In [None]:
"""
Authors: Zhenggang Li and Ryleigh J. Bruce
Date: May 14th, 2024

## Purpose: This notebook is a fast.ai ML model
## Note: Note: The authors generated this text in part with GPT-4,
OpenAI’s large-scale language-generation model. Upon generating
draft code, the authors reviewed, edited, and revised the code
to their own liking and takes ultimate responsibility for
the content of this code.
"""


This notebook is part of a project exploring the application of AI in wildlife documentation, specifically focusing on the classification of animal images. This introductory section outlines the project's aim and the role of this specific notebook within that context.

## Module: Mounting the File to Google Drive

Here the drive module is imported, allowing the Colab environment to access files within Google Drive. The notebook is then mounted to Google Drive so that it can interact with the files.

In [None]:
# Mount Google Drive
from google.colab import drive
drive.mount('/content/drive')

This line of code establishes the variable `file_path` in order to reference the file path of the desired dataset more efficiently in the following modules.

In [None]:
# File path on Google Drive
file_path = '/content/drive/My Drive/shared-data/Notebook datafiles/combined_csv_animal_flag_justanimals_location_flat.xlsx'

# Generating a Graph using Data From an Excel File

## Module: Import Relevant Python Libraries

In this module, we use the `pip` package installer to install the `openpyxl` package, a Python library that is used to easily handle Excel files in Python. This will allow us to write code that will visualize the structured data within an Excel document later on.

In [None]:
!pip install openpyxl

In this module, the `pandas` and `matplotlib.pyplot` libraries are imported under aliases that are more easily recalled in subsequent code. The `pandas` library provides tools that allow for working with structured data, and the `matplotlib.pyplot` library is a plotting library that allows for the creation of visualizations of structured data such as graphs and plots.

In [None]:
#Import the pandas and matplotlib libraries using aliases
import pandas as pd
import matplotlib.pyplot as plt

## Module: Using Panda Library to Read an Excel File

The module below uses the alias `pd` that was established in the previous module to reference the `pandas` library. The `pd.read_excel()` function is used to read data from the file found in the `variable file_path`, and the `engine='openpyxl'` argument specifies that the `'openpyxl'` engine should be used to read the Excel file. This grants the script access to the data located within the Excel spreadsheet.

In [None]:
# Read Excel file
df = pd.read_excel(file_path, engine='openpyxl')
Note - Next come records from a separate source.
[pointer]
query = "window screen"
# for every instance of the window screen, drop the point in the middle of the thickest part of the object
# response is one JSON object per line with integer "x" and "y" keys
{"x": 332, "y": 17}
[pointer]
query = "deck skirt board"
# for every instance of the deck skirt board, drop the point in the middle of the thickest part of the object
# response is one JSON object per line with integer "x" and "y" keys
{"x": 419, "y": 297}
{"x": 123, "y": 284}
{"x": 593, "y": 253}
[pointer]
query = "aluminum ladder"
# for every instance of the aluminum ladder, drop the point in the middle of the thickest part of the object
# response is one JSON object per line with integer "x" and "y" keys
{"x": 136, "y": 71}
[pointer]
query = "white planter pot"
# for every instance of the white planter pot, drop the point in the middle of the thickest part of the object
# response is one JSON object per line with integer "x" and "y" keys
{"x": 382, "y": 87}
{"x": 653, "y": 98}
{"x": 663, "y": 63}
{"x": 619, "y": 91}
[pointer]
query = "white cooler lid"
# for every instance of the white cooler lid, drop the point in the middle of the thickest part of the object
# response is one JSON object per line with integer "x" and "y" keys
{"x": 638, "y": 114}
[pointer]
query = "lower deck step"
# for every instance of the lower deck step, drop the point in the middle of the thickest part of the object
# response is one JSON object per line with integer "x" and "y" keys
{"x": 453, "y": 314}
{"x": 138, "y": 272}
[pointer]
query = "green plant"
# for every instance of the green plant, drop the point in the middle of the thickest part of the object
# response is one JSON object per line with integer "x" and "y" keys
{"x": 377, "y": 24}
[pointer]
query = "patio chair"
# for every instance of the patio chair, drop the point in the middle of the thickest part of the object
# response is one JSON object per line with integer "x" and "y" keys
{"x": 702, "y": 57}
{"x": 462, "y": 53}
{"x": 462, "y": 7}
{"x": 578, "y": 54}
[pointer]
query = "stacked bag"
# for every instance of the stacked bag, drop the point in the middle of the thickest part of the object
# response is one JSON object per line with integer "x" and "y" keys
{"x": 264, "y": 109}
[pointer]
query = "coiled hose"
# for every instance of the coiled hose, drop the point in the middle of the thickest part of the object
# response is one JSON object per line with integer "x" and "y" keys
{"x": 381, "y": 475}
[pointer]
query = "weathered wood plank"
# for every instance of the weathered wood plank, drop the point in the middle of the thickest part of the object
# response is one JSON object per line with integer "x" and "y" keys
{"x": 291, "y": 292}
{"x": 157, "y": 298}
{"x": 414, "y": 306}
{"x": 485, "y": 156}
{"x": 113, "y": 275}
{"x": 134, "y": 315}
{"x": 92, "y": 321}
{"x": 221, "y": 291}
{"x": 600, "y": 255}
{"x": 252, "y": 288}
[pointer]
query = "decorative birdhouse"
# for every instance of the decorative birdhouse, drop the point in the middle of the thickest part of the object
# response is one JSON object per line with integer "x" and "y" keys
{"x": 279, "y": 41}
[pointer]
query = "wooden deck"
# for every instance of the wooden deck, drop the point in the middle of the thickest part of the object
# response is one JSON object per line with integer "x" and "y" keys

## Module: Creating a DataFrame and Aggregating Data Using the Pandas Library

The following line of code creates the DataFrame `species_sightings`, which groups together rows found in the SpeciesList column consisting of the same value. This allows the script to use the `sum()` function to aggregate the associated values in the SpeciesCount in order to determine the total number of sightings per species in the SpeciesList column.

In [None]:
#Process the data to get total sightings for each species
species_sightings = df.groupby('SpeciesList')['SpeciesCount'].sum().reset_index()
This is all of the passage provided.